= South Korean social purification project =

1970s and 1980s government program

In South Korea, during the military dictatorship in the 1970s and 1980s, the government pursued a "social purification" program that forced thousands of people off the streets into welfare centers.

A catalyst that intensified this, was the 1986 Asian Games and the 1988 Seoul Olympics. An ordinance from April 1981, known as ordinance No. 410, by President Chun Doo-hwan ordered authorities to crack down on vagrants. The ordinance allowed the arbitrary detention of vagrants who were transferred in buses with signs that read "Vagrants' Transport Vehicle". Police were alleged to have been rewarded for "purifying" the streets, targeting rough sleepers, disabled people, some orphan children. The welfare centres were mostly privately run but were given subsidies based on the number of people they took care of.
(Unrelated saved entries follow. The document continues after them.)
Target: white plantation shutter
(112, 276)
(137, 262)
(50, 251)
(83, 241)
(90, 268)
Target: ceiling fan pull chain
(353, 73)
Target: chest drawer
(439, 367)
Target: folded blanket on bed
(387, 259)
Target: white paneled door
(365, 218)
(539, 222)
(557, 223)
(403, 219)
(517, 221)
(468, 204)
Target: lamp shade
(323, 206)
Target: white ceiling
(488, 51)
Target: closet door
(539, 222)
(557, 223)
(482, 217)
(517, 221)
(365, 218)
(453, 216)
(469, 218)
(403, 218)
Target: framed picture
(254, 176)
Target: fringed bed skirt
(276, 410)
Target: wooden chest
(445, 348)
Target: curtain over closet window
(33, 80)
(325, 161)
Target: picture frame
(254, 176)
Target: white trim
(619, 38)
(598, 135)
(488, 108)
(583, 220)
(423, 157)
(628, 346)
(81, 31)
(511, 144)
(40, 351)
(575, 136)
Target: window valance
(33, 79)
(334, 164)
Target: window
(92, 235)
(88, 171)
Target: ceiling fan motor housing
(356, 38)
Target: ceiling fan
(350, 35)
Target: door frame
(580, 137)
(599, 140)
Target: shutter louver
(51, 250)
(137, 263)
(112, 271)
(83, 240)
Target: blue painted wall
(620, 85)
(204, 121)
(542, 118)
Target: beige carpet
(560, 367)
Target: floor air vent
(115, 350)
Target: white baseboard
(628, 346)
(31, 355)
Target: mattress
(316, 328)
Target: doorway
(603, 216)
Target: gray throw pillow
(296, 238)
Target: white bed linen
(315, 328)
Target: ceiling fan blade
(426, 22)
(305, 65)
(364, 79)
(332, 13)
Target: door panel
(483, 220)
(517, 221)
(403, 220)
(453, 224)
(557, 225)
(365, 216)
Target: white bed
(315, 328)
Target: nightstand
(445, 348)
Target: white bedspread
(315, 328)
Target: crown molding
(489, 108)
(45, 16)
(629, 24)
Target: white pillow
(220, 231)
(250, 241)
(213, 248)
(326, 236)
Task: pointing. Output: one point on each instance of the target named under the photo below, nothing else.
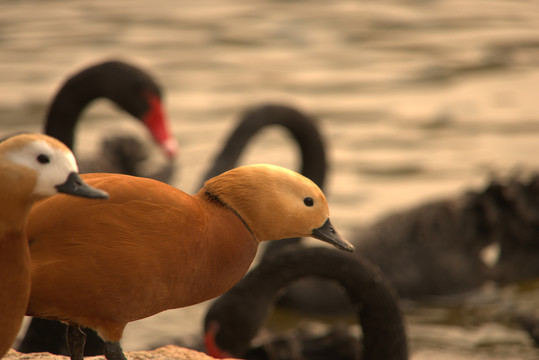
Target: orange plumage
(152, 247)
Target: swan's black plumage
(301, 127)
(234, 318)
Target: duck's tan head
(42, 166)
(276, 203)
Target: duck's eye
(43, 159)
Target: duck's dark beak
(74, 185)
(328, 234)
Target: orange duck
(152, 247)
(137, 93)
(32, 167)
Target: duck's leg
(76, 339)
(113, 351)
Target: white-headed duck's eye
(43, 159)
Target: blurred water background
(417, 100)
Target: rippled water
(417, 100)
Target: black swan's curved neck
(67, 107)
(300, 126)
(123, 84)
(244, 308)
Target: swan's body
(32, 167)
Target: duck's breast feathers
(273, 201)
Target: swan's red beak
(157, 122)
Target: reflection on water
(416, 99)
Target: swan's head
(42, 166)
(276, 203)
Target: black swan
(49, 336)
(137, 93)
(436, 248)
(234, 318)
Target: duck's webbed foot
(113, 351)
(76, 339)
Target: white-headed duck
(32, 167)
(152, 247)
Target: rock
(170, 352)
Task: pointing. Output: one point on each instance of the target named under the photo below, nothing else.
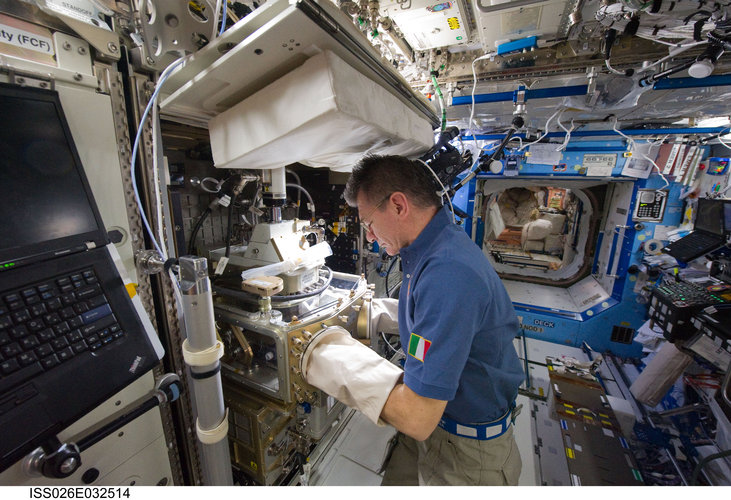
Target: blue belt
(481, 432)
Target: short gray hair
(378, 176)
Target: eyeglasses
(367, 225)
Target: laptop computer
(70, 335)
(709, 232)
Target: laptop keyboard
(692, 243)
(48, 323)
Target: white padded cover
(322, 114)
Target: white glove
(384, 316)
(350, 372)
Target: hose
(196, 228)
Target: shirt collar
(435, 226)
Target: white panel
(428, 24)
(322, 114)
(513, 23)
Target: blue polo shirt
(457, 325)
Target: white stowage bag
(350, 372)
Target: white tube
(312, 256)
(269, 270)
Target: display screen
(43, 195)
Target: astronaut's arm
(412, 414)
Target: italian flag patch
(418, 346)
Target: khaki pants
(444, 459)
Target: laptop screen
(46, 204)
(710, 216)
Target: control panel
(650, 206)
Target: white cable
(216, 11)
(474, 86)
(156, 181)
(545, 133)
(223, 18)
(725, 190)
(615, 71)
(633, 148)
(568, 132)
(444, 190)
(671, 54)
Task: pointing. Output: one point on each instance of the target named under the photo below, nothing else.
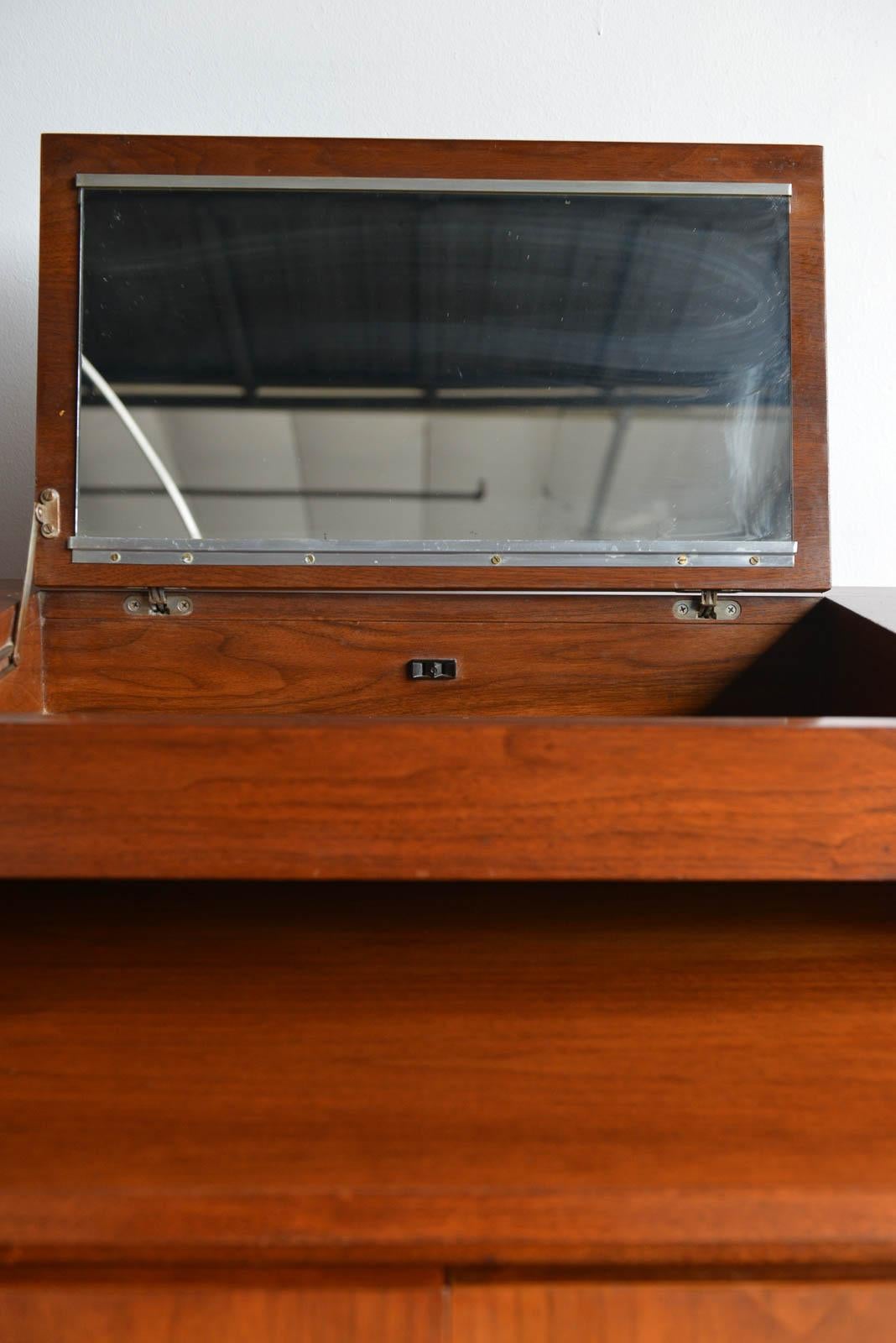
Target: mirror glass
(452, 369)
A notable welfare center was known as Brothers Home.

Inmates were forced into unpaid labour, such as on construction projects, farms and factories. They were often subjected to beatings and solitary confinement. If they gave birth, the children were taken away to be adopted abroad. When inmates died, some were buried or had their bodies donated to medical schools without attempting to inform their families. An estimated 16,000 people were forced into such welfare centers.

Truth and Reconciliation Commissions have investigated atrocities but no one has yet been convicted for crimes committed.